Auf Lastwechsel reagiert der Allrad-Power-Golf ohne unangenehme Überraschungen und wartet – je nach Bereifung – mit enormem Grip auf. Leichte Kurven können voll genommen werden, beim beherzten Anbremsen wedelt das Heck leicht mit und dreht kontrolliert ein, sodass man ohne Probleme mit vollem Gaseinsatz vom „4Motion" durch die Kurve getragen wird – und dabei sogar noch richtig schnell ist. Dennoch wird dem ambitionierten Sportfahrer das gewisse Salz in der Suppe fehlen. Das Frontmotor-Konzept und der Allradantrieb sorgen eher für ein untersteuerndes Fahrerlebnis ohne Tücken und Raffinessen. So richtig gefordert wird und emotional berührt wurden wir nicht. Die Serienabgasanlage von „WOB-DA 546" brummt zwar basslastig, spuckt aber nur dünne Tönchen aus. An dieser Soundkulisse ändert leider auch die mit 3.800 Euro extrem teure Zusatzoption der Titan-Abgasanlage von Akrapovic kaum etwas, dachten wir, als wir sie in Wolfsburg vorgeführt bekamen. Diese hört sich zwar vom Klang schöner an, ist aber ebenfalls viel zu leise und wird sogar vom Sound-Symposer im Innenraum überdeckt. Das kann ein Fiat, Ford oder Honda besser. So müssen wir leider ehrlich sein: Wer wirklich einen emotionalen und sportlichen Kompakten möchte, der sollte tatsächlich zu einem Focus RS, Civic Type R oder Renault Megané R.S. greifen. Diese haben zwar nicht alle Allrad, klingen aber lauter, sind billiger, mindestens genauso schnell und machen optisch um Längen mehr her. Der „neue" Golf R ist technisch so einwandfrei wie unemotional – da hilft nur echtes Tuning! Es bleibt die Hoffnung, dass sich zumindest der nächste Sport-Golf (R420?) deutlich vom Einheitsbrei absetzen wird. So ist's doch – oder, liebe Wolfsburger?

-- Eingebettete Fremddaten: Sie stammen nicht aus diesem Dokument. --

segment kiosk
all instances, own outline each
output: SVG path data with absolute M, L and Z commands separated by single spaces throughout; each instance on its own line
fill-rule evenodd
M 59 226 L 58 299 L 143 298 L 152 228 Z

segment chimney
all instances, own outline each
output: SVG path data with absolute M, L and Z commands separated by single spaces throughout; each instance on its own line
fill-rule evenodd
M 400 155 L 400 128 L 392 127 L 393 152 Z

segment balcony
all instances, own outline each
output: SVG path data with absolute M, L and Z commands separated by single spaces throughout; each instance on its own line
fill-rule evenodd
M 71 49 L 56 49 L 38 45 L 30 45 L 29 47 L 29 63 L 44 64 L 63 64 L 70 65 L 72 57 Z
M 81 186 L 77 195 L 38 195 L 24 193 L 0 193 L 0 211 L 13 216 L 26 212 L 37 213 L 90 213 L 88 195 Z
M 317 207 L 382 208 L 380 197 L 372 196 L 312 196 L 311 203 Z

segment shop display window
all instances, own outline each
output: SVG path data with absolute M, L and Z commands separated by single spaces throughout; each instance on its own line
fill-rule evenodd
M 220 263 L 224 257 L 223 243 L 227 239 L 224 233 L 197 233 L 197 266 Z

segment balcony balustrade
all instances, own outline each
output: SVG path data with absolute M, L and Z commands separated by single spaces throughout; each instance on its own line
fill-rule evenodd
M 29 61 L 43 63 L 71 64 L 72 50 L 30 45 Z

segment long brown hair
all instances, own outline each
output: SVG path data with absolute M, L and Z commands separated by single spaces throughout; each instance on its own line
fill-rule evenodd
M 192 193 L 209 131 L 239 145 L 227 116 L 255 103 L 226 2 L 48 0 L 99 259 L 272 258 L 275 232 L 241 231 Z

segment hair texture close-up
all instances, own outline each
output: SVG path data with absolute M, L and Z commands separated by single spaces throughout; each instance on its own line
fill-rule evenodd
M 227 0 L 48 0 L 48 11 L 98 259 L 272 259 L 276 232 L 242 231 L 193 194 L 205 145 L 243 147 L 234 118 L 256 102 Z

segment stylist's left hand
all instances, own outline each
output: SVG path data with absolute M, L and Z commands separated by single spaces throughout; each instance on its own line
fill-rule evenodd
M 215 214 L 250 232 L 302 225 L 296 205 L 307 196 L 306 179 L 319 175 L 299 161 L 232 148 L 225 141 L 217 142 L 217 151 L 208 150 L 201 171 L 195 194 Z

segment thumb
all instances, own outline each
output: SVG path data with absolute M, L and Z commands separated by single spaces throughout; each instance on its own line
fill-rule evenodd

Der Golf R (Facelift) ist wahrlich kein schlechtes Auto – und vor allem kein langsames. Die 310 PS harmonieren hervorragend mit dem überarbeiteten DSG, welches so ruckelfrei und schnell schaltet wie noch nie. Vortrieb und Grip sind vor allem dank Semislicks auf unschlagbar hohem Niveau. Allerdings missfällt uns die scheinbar immer glatter werdende Optik. Wo sind die Ecken und Kanten der vorherigen R-Modelle geblieben?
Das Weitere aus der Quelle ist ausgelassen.